About Us - Press Release - CEMEX provides guidance for the third quarter of 2002
September 19, 2002
CEMEX, S.A. de C.V. (NYSE: CX) announced today that it expects EBITDA for the quarter ending September 30, 2002 to reach approximately US$520 million versus US$562 million for the third quarter of 2001. The lower EBITDA is mainly due to the weaker currencies in Mexico and Venezuela versus same period last year, as well as ongoing expenses in IT and in our CEMEX Way effort aimed to standardize our business processes worldwide. Net sales are expected to be flat versus the same period a year ago, at about US$1.77 billion.
Domestic gray cement volumes for CEMEX's operations in Mexico are expected to grow by about 7% during the third quarter versus the same period a year ago. Cement consumption is being driven mainly by infrastructure spending, while the self-construction sector remains stable. Ready mix volumes are expected to grow by about 14% for the quarter versus the same period a year ago.
Volumes for CEMEX's United States operations are expected to decline by about 3% during the quarter versus the same quarter of 2001. Volumes are off primarily due to lower industry sales in some of our markets and a delay in execution of infrastructure projects.
In Spain, CEMEX expects a significantly better cash flow contribution versus the third quarter of 2001. This is primarily due to a more favorable pricing environment together with moderate demand growth of 1% which is being supported by both the residential and public works sectors which remain strong as Spain's economy continues to grow faster than the European average.
During the quarter CEMEX successfully closed the acquisition of Puerto Rican Cement Company and therefore is consolidating its operations beginning on August 1st 2002.
Cash Earnings for the third quarter are expected to be 6% lower than the US$421 million of the same period last year. Majority net income for the third quarter is expected to be significantly lower than the same period of last year. This is due mainly to non-cash items such as the negative mark-to-market resulting from interest rate derivatives that swap a significant portion of our floating rate debt into fixed, while US dollar treasury bond market yields continued to decline during the quarter.
Rodrigo Treviño, CEMEX Chief Financial Officer said "Given the challenging global operating climate, we are satisfied with the performance of our cement and ready mix core businesses. We are encouraged by the stronger than expected turnaround in cement and ready mix demand in our Mexican market. In the United States, we are cautiously optimistic by the moderate year to date increase in contract awards for transportation works nationwide as this should support cement demand in the quarters ahead.

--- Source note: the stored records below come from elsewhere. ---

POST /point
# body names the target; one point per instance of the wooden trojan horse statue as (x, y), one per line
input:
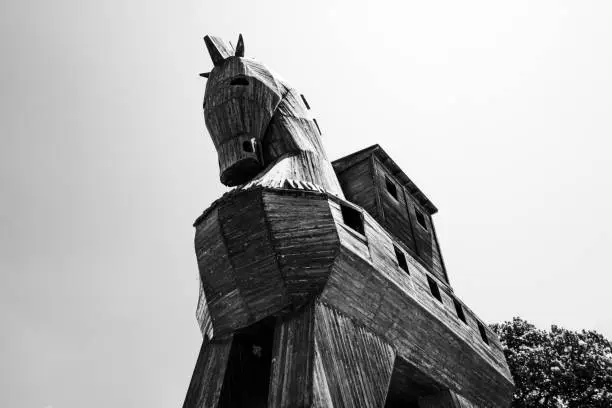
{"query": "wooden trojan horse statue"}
(322, 285)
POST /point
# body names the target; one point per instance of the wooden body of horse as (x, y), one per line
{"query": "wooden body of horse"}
(297, 308)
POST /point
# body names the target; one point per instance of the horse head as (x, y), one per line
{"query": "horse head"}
(259, 124)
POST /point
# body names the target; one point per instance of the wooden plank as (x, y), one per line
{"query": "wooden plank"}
(305, 241)
(292, 378)
(226, 308)
(252, 255)
(357, 363)
(207, 379)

We are confident that our continuous improvement efforts, which have affected our results this year, will translate into productivity gains in 2003 and beyond."
CEMEX is a leading global producer and marketer of cement and ready-mix products, with operations concentrated in the world's most dynamic cement markets across four continents. CEMEX combines a deep knowledge of the local markets with its global network and information technology systems to provide world-class products and services to its customers, from individual homebuilders to large industrial contractors. For more information, visit www.cemex.com.
This press release contains forward-looking statements and information that are necessarily subject to risks, uncertainties and assumptions. Many factors could cause the actual results, performance or achievements of CEMEX to be materially different from those expressed or implied in this release, including, among others, changes in general economic, political, governmental and business conditions globally and in the countries in which CEMEX does business, changes in interest rates, changes in inflation rates, changes in exchange rates, the level of construction generally, changes in cement demand and prices, changes in raw material and energy prices, changes in business strategy and various other factors. Should one or more of these risks or uncertainties materialize, or should underlying assumptions prove incorrect, actual results may vary materially from those described herein.
EBITDA is defined as operating income plus depreciation and amortization. Cash earnings is defined as EBITDA minus net financial expenses, cash taxes (including statutory profit sharing), income attributable to minority interest (including preferred dividends) and other cash expenses. All of these items are presented under Mexican generally accepted accounting principles.